I backed up my comment as I posted it not really expecting it to escape moderation. I was completely wrong about that and in the process of being completely wrong about that something else came up that someone felt I was completely wrong about.

Someone expressed that they were highly offended that my “about” says I am an adult with autism. That alone apparently making me not worth reading I guess. I had committed a grievous sin of separationist language.  Like any community the autistic one has norms.

For those new to the politics of autism seperationist language is undesirble for the most part because it reinforces the notion that there is a person seperate from their autism and all the things I truly do loathe like the notion one can love a person but hate their autism and so on.

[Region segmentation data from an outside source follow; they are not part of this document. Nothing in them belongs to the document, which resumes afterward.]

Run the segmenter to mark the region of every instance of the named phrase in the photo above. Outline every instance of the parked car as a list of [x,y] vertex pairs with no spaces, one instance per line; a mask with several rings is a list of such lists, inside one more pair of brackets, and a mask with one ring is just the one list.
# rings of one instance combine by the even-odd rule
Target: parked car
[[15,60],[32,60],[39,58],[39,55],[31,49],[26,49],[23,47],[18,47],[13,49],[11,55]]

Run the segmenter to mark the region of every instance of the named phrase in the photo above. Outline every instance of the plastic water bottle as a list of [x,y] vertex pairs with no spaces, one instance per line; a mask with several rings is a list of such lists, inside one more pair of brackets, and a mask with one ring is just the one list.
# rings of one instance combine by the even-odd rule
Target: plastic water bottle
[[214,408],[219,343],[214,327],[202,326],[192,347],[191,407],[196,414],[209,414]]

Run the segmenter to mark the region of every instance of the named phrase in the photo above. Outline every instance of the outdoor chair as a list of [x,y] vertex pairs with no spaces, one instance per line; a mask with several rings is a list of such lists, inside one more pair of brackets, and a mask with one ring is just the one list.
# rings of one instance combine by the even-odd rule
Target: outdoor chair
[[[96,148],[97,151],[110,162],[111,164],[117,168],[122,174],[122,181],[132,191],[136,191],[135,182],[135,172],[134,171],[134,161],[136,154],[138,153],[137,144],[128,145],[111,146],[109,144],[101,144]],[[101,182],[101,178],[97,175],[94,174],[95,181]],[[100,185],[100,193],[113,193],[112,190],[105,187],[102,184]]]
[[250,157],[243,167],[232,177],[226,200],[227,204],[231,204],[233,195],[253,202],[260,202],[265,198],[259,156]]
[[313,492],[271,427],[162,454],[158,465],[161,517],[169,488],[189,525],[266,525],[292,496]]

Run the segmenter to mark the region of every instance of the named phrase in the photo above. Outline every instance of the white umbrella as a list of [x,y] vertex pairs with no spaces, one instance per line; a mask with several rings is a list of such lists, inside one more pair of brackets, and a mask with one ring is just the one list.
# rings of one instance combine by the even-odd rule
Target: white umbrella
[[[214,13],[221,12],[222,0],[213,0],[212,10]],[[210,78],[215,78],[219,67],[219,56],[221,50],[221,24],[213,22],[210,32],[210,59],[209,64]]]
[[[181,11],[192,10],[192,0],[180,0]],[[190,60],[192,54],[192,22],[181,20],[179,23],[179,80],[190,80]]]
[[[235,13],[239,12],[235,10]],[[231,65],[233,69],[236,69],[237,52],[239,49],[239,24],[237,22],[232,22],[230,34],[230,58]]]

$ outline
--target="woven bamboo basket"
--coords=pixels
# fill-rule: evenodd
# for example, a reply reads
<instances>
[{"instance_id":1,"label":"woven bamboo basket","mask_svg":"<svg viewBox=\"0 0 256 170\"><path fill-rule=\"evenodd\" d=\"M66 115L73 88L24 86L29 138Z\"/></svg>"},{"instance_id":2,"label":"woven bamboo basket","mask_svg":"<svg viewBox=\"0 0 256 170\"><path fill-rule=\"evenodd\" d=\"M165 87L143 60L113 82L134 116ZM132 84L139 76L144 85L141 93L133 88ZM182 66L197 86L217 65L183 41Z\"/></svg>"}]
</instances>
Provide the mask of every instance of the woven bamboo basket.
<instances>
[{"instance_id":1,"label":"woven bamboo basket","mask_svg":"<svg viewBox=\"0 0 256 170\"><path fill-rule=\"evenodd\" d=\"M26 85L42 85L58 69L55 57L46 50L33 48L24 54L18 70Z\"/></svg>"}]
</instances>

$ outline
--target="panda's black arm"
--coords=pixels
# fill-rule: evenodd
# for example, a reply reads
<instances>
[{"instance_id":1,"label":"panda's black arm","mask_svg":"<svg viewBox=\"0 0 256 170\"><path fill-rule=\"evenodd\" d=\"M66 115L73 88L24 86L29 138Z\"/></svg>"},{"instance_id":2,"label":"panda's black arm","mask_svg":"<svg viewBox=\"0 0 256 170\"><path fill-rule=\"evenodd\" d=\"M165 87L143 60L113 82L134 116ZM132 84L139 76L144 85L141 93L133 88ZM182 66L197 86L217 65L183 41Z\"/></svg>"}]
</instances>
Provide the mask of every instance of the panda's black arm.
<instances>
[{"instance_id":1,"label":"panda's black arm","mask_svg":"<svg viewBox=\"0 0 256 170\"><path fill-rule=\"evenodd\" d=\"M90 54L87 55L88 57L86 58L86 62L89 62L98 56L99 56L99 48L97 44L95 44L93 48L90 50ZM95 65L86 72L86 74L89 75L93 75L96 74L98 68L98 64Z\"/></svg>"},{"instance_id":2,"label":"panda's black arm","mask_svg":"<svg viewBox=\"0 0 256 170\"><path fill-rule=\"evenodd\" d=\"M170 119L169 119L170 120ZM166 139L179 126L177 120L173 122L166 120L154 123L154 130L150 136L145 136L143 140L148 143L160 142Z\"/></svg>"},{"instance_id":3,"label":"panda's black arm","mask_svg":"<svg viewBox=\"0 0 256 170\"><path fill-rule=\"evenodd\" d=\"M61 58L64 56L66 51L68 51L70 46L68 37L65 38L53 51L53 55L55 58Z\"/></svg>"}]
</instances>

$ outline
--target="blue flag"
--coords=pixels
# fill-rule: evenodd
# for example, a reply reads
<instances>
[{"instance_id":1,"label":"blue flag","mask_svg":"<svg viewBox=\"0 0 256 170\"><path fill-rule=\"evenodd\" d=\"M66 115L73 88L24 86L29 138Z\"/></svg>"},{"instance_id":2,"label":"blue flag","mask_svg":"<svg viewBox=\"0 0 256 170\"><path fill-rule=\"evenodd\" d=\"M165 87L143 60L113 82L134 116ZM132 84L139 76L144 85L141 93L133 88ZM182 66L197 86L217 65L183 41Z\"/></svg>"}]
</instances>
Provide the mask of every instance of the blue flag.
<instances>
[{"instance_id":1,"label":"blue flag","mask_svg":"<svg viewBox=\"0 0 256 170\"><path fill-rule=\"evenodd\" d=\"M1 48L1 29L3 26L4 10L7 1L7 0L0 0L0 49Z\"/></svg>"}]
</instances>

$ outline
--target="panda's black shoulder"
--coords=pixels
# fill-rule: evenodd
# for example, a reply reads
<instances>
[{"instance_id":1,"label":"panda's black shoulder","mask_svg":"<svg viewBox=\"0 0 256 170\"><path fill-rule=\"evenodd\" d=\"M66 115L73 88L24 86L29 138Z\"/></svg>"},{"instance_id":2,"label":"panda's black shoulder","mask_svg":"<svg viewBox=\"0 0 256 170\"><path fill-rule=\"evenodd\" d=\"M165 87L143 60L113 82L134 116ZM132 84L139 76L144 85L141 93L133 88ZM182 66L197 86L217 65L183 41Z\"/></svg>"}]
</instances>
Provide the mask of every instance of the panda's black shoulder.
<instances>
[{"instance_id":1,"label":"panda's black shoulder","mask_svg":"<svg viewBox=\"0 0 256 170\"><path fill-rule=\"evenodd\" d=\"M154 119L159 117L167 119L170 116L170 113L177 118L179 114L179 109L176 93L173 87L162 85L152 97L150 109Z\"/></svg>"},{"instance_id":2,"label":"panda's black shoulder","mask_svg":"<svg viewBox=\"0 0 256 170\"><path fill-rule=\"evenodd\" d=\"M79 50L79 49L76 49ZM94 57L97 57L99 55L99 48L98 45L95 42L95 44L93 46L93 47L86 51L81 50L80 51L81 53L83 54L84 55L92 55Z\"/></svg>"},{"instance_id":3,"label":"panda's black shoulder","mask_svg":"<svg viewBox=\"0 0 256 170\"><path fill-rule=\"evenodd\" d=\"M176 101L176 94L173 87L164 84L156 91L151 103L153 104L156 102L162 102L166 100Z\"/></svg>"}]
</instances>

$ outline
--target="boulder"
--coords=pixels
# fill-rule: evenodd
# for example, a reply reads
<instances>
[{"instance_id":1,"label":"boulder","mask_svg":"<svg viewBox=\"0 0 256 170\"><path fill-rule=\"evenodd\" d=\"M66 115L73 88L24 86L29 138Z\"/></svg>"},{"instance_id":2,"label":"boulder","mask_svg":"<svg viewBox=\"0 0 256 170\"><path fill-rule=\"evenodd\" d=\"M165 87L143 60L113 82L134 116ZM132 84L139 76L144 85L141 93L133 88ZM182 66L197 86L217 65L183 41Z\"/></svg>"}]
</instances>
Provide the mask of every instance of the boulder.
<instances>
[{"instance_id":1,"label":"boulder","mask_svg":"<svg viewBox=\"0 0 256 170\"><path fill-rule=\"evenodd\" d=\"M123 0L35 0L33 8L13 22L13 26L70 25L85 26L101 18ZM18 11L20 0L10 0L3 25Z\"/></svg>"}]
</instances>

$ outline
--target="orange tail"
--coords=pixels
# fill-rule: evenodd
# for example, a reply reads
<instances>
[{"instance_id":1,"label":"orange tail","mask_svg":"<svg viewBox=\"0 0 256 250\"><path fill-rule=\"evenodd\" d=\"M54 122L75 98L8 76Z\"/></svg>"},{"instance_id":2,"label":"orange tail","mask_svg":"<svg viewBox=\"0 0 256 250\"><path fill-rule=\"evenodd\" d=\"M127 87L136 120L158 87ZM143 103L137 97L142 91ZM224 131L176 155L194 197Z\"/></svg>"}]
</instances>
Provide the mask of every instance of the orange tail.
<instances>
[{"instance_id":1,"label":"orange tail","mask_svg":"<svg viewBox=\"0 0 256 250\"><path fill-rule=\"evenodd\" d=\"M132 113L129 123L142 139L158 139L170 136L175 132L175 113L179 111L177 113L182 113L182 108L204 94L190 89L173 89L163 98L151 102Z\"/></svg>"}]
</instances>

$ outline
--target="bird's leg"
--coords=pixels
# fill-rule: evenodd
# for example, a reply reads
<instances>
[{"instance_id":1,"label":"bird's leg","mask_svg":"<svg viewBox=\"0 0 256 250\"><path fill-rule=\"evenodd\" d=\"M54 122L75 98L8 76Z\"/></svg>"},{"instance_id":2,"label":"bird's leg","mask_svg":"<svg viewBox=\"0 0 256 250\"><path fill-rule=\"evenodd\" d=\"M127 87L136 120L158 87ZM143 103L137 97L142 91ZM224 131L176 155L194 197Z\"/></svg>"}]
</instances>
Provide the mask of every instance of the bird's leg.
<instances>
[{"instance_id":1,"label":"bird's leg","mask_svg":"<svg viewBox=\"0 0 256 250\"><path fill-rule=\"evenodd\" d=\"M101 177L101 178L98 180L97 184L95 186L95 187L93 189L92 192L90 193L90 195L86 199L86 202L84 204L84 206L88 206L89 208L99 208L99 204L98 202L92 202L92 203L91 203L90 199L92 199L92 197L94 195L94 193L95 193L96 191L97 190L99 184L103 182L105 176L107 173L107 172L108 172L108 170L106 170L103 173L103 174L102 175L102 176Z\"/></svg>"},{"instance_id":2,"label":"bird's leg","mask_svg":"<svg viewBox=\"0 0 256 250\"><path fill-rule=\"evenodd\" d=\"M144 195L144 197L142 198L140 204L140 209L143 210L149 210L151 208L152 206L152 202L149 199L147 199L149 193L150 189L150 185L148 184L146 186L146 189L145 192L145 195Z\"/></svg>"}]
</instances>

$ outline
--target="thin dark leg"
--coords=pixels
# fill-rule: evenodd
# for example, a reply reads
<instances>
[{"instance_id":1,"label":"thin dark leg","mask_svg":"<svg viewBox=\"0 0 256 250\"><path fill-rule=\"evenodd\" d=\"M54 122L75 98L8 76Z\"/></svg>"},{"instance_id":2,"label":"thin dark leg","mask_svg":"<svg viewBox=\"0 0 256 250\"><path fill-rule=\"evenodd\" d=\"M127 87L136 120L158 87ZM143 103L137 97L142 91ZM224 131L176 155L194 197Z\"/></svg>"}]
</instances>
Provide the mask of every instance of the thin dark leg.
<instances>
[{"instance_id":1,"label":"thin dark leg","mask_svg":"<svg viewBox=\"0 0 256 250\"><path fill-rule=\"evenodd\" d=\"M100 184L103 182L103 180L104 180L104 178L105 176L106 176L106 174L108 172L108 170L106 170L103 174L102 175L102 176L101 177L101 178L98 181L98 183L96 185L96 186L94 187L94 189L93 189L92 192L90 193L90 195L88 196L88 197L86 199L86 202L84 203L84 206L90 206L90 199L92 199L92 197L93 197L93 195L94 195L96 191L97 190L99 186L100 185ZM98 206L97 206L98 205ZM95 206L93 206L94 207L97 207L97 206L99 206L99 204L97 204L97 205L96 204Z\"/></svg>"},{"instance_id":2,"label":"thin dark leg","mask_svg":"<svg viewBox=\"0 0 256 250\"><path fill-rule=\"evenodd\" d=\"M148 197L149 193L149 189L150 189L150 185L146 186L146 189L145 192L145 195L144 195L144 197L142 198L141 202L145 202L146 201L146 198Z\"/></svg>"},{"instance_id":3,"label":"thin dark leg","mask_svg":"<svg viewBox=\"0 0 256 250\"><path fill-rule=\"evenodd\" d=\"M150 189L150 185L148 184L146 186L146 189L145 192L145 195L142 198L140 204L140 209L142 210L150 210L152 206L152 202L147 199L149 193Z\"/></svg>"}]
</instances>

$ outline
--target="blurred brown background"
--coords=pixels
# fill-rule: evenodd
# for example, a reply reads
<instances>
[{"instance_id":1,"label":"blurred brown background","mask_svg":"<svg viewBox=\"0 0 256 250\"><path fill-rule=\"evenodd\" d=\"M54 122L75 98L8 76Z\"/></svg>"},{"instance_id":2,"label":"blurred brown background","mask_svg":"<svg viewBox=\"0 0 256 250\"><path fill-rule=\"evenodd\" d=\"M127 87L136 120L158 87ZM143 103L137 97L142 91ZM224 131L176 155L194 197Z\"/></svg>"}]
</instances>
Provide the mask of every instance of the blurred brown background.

I think I have made it pretty clear in everything I write that this is not a position I hold. Still there is a norm and I strayed from it.

Long ago many of us had to stand up for the right to call ourselves autistic versus person with autism. I am old enough to have been there when autistic culture was truly in it’s infancy. When each of us was fighting that sort of battle in whatever other arenas we ventured into – the options being much different then they tended to be limited to IRC channels, mailing lists, and newsgroups and of course real life.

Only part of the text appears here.